# Steamboat Springs or Glenwood Springs?



## TerriJ (Apr 22, 2007)

I am planning a trip for two adults to Estes Park in late August.  We would like to add to our trip and try out hot springs.  Any opinions on which one to try?  I see both of these on the internet.  Glenwood Springs has a resort with hot springs included.  This would probably be the end of our trip, we would then head back east to Iowa. 

Thanks in advance for any opinions.


----------



## Judy (Apr 29, 2007)

The hot spring in Steamboat Springs that is developed for bathing is at the Old Town Hot Springs. http://www.oldtownhotsprings.org/  This summer they will be undergoing renovation and might not reopen until December.  The other hot spring in the area is Strawberry Park, but it is a ways out of Steamboat.  http://www.strawberryhotsprings.com/2005/


----------



## x3 skier (Apr 29, 2007)

Being a part time resident of Steamboat Springs, I am partial. But as Judy notes, the Steamboat in town Hot Springs Rec Center is going to be renovated (provided the continuing internecine warfare on the Town Council results in an approval of the permit), I think Glenwood Springs would be a better bet. Still, Strawberry Park is a natural location (Clothing optional in the Evening) and is a good  alternative in Steamboat.

Steamboat also has more to do in town than Glenwood Springs in my opinion and probably closer to Estes Park.


----------



## Topeka Tom (Apr 29, 2007)

*Either is quite a drive*

from Estes Park.  A more practical plan, IMHO, would be to look into Hot Sulphur Springs.  There are a whole series of springs of various temperatures, and one admission gets you into any or all of them.

Hot Sulphur Springs is a short drive west from Granby on the west side of trail ridge road.

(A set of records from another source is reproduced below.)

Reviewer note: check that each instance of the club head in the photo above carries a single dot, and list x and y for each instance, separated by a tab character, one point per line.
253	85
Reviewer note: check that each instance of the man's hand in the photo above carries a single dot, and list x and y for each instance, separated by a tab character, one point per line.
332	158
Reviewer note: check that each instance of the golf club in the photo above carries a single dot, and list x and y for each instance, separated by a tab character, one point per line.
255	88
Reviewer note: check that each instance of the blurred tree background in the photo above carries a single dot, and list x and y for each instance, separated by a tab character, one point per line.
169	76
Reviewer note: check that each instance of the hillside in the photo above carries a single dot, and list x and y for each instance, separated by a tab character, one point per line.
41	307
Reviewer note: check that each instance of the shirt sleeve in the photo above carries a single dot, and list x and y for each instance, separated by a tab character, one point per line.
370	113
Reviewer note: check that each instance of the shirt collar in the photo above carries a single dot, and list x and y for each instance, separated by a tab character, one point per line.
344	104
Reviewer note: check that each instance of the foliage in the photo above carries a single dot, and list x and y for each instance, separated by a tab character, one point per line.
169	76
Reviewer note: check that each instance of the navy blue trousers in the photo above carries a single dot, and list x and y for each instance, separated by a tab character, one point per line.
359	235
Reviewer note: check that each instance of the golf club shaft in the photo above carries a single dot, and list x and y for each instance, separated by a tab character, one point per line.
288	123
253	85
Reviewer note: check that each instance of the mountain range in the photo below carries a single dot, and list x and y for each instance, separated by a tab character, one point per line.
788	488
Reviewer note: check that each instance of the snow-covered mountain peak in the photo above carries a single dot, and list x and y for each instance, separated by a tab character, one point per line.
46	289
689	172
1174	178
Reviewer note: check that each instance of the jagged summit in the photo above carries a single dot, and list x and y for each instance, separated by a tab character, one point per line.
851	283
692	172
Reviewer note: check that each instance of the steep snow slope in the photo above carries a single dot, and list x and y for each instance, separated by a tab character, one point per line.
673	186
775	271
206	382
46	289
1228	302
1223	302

If your choice is between Steamboat and Glenwood, I'd definitely recommend Glenwood.  It's on the Travel Channel's list of the top ten pools in the world.  If you're going to do that drive, leave real early so as to catch morning light as you drive west through Glenwood Canyon, and evening light as you drive back east.  Take enough time to appreciate the Interstate and how they were able to complete the highway without destroying the canyon.  You also should stop to see the rest areas, they are very environment friendly.  The designs of both (and especially the highway) have won major awards.


----------



## Dave*H (Apr 30, 2007)

Topeka Tom said:


> Take enough time to appreciate the Interstate and how they were able to complete the highway without destroying the canyon.  You also should stop to see the rest areas, they are very environment friendly.  The designs of both (and especially the highway) have won major awards.


There is a tunnel on the westbound side of the highway that is going to be closed all summer for repairs.  I imagine they will funnel the traffic down to one lane and put everyone on the eastbound side of the highway.  I'm not sure how much of a delay problem this will cause.


----------



## TerriJ (May 2, 2007)

Thank you so much for all the great information.  I didn't know about Hot Sulfur Springs, so I will do more checking on that.

Terri


----------